Memilih profesi sebagai guru memang pilihan yang tidak mudah. Lihatlah kasus di Sidoarjo yang sedang diperbincangkan publik pada saat ini. Profesi ini bekerja dan sangat berkaitan dengan manusia, sehingga tidaklah mengherankan akan banyak dinamika "suka dan duka" dihadapi oleh sang guru. Kalaulah siswa gagal ujian, maka guru yang disalahkan. Kalaupun juga siswa berbuat keonaran, maka gurupun ikut ditanya. Dan imbalan yang diperoleh oleh guru sebenarnya tidak sebanding dengan resiko dan kerja kerasnya.
Mendidik bukan Mengajari
Inilah yang menjadi problematika dunia pendidikan Indonesia, dengan keterbatasan sarana dan prasarana pengajaran, seorang guru dituntut untuk mengajari siswanya dengan meliputi aspek kognitif, afektif, dan psikomotorik. Ketiga aspek tersebut harus bertumbuh dan berkembang sesuai dengan usia siswanya masing-masing. Guru dituntut lihai didalam meramu pelajaran sehingga bisa mencapai target pekembangan siswanya.
Hal tersebut tidak pernah dipahami oleh para siswa kebanyakan. Betapa guru mereka sudah tunggangg-langgang "kaki jadi kepala, dan kepala jadi kaki" untuk membuat Rencana Pembelajaran (RPP), mengimplementasikan, dan akhirnya meng-evaluasinya sendiri. Betapa hal yang sulit dan berat bagi yang tidak terbiasa. Hanya guru yang benar-benar tumbuh keinginan untuk mengabdi bagi bangsa ini saja, yang rela berkorban seperti ini.
Mendidik jelaslah tidak sama dengan mengajari. Kalau mengajari, maka guru cukup diberi target siswanya lulus dengan nilai tertentu. Sehingga siapkan saja materi pembelajaran, duduk manis dan akhir berikan ujian kepada siswa; itulah proses mengajar.
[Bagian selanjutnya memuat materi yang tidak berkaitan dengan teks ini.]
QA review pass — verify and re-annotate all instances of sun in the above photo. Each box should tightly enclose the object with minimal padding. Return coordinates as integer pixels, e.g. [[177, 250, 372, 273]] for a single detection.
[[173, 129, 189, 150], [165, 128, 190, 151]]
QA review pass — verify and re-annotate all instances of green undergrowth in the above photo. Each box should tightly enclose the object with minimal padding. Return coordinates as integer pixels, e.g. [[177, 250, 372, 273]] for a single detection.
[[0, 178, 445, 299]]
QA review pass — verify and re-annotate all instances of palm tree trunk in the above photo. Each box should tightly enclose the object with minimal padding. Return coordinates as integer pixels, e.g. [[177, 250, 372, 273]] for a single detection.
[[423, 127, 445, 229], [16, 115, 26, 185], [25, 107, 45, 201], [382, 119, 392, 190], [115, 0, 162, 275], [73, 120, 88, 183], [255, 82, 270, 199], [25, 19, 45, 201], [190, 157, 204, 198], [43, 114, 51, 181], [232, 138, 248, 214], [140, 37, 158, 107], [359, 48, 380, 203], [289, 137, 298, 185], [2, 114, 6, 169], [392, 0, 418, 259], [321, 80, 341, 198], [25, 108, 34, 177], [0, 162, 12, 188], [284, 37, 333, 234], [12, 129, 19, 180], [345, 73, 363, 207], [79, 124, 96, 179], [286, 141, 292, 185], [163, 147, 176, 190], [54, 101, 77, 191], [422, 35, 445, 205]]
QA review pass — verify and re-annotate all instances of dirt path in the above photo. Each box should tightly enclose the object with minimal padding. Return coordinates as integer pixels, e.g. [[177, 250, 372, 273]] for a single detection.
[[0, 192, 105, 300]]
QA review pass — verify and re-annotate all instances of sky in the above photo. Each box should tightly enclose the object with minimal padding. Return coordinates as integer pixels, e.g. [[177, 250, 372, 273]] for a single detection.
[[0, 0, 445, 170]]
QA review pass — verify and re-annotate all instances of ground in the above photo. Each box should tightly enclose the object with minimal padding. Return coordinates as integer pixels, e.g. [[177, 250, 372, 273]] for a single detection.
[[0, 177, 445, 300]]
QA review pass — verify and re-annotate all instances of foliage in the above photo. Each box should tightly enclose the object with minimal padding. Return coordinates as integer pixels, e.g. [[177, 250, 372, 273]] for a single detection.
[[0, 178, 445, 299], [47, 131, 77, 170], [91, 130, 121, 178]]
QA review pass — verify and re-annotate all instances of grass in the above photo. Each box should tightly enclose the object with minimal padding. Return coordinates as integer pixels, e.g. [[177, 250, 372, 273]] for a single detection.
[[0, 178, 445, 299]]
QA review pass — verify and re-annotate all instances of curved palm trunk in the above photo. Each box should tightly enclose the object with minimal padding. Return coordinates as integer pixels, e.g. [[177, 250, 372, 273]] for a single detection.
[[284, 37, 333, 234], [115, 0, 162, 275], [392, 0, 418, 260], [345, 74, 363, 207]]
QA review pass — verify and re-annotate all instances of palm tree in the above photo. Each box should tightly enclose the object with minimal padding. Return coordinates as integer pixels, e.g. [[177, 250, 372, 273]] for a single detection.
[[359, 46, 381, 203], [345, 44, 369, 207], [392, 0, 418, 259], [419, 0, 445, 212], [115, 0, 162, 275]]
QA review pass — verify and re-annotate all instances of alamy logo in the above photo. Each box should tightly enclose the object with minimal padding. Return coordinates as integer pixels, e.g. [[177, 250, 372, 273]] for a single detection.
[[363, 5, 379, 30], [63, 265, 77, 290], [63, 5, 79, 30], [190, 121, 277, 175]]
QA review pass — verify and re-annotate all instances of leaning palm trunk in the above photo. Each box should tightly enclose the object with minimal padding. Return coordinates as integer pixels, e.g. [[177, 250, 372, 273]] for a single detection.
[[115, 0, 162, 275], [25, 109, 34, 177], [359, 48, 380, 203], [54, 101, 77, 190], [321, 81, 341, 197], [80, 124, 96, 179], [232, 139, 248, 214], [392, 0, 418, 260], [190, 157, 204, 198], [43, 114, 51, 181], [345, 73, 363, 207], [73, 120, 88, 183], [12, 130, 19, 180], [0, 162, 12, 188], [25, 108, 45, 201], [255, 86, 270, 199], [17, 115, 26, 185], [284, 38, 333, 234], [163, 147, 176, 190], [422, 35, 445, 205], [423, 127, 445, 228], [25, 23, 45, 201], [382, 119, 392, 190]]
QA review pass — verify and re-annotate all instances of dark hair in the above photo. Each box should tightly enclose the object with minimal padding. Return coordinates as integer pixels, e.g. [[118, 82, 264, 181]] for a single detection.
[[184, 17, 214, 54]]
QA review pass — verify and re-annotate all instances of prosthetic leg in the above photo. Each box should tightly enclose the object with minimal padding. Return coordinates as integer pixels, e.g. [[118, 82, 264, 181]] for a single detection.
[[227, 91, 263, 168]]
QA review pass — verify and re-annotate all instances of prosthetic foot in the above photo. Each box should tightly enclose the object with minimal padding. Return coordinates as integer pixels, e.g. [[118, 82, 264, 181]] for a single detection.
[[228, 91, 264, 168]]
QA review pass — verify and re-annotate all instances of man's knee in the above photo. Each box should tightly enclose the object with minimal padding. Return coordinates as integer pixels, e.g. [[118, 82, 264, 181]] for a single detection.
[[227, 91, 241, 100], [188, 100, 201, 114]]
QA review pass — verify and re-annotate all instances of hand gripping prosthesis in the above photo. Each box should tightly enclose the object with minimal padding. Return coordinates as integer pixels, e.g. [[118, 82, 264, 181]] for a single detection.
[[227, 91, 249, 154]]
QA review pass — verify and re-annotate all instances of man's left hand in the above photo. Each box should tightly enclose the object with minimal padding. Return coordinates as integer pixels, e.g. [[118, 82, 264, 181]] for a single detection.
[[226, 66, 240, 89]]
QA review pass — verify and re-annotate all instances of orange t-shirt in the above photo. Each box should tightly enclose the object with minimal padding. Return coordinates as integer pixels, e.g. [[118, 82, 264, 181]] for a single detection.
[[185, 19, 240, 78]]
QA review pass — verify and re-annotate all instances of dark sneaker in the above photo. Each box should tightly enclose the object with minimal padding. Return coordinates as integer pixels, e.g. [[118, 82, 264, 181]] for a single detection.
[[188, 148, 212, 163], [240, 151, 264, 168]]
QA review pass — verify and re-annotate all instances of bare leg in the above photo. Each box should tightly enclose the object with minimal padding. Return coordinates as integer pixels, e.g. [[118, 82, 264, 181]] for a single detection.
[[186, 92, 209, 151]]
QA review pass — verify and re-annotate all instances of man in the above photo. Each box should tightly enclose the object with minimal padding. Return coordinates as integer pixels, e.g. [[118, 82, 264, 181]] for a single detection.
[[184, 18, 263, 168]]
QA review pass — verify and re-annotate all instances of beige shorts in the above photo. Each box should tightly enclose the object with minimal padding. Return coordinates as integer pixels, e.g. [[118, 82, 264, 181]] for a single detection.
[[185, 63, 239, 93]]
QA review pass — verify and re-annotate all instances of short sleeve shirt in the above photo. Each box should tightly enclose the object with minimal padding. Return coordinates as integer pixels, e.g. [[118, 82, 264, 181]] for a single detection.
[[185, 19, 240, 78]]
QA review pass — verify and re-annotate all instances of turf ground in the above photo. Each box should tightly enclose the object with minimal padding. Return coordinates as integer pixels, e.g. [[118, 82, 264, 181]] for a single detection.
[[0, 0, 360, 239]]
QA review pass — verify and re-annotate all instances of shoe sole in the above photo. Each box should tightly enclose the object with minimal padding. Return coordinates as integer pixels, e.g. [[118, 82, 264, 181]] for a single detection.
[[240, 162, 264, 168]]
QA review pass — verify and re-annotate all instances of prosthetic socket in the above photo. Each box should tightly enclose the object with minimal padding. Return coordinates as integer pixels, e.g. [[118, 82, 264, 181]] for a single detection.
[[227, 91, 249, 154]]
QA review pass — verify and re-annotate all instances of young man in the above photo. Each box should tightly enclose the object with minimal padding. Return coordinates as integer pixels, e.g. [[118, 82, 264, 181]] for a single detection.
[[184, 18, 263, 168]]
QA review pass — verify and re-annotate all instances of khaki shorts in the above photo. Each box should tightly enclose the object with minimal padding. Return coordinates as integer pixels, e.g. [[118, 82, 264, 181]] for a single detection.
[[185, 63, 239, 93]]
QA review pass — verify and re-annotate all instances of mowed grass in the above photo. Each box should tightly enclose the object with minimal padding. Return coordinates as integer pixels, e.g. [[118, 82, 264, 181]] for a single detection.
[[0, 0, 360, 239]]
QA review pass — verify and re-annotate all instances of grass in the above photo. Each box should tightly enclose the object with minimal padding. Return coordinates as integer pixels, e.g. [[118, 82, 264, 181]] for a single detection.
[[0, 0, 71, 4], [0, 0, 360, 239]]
Tapi guru-guru mempunyai hati nurani yang dalam, mereka tidak ingin hanya mengajar, tapi mereka ingin membentuk manusia yang berkarakter di dalam proses pembelajaran (baca : mendidik). Sehingga tidaklah heran, kalau guru mengajarkan sikap jujur, dan memberikan motivasi kepada siswanya agar berusaha optimal di dalam proses pembelajarannya. Dan yang pasti para guru mendorong siswanya agar tidak pantang menyerah, hal itu terbukti dari masih diberikannya kesempatan bagi yang gagal ujian dengan remedial.
Sekali lagi, proses mendidik ini tidaklah sama dengan mengajar. Para siswa diharuskan memahami setiap proses pembelajaran mempunyai kaitan dengan pendidikan untuk mereka sendiri. Kalaulah terjadi sesuatu yang sifatnya pemberian sanksi atas ketidakdisiplinan siswa, maka mereka seharusnya menganggap itu adalah bagian dari pendidikan, dan itu untuk mereka sendiri nantinya.
Guru pun Manusia
Kalaulah dikaitkan dengan individualisme, maka kita haruslah melihat seorang guru yang juga sesosok manusia biasa. Mereka bukanlah malaikat yang tidak akan ada kesalahan. Karena mereka manusia, dan pembelajaranpun untuk manusia, interaksi antara guru dan siswa harus dipahami sebagai interaksi makhluk sosial yang saling membutuhkan. Guru kalau tidak mempunyai siswa, maka mereka tidak akan ada kesempatan mengajar. Begitupun para siswa, jika tidak ada guru yang mengajari mereka, dipastikan mereka tumbuh tanpa arah (guidance) yang jelas.
Karena proses mendidik ini akan ada titik klimaks dan anti-klimaksnya, maka guru dan siswa harus saling memahami proses pendidikan yang sedang mereka jalani. Kedekatan emosional antara guru dan siswa harus terbangun dari adanya keinginan untuk membentuk manusia secara utuh di masa depan. Saya sependapat dengan Pak guru SMP di Sidoarjo, mendidik anak bukan hanya dengan pendekatan materi pelajaran tapi juga harus diikuti dengan pembentukan ruhiyah siswa yang sehat.
Kalaupun terjadi konflik antara siswa dan guru, harus dilihat secara komprehensif. Tidak mungkin ada guru yang dendam dengan siswanya; memangnya dia siapa? (siswa itu bukan siapa-siapanya seorang guru). Jadi tidak ada perasaan sakit hati seorang guru dengan siswa, yang dilampiaskan dalam bentuk amarah.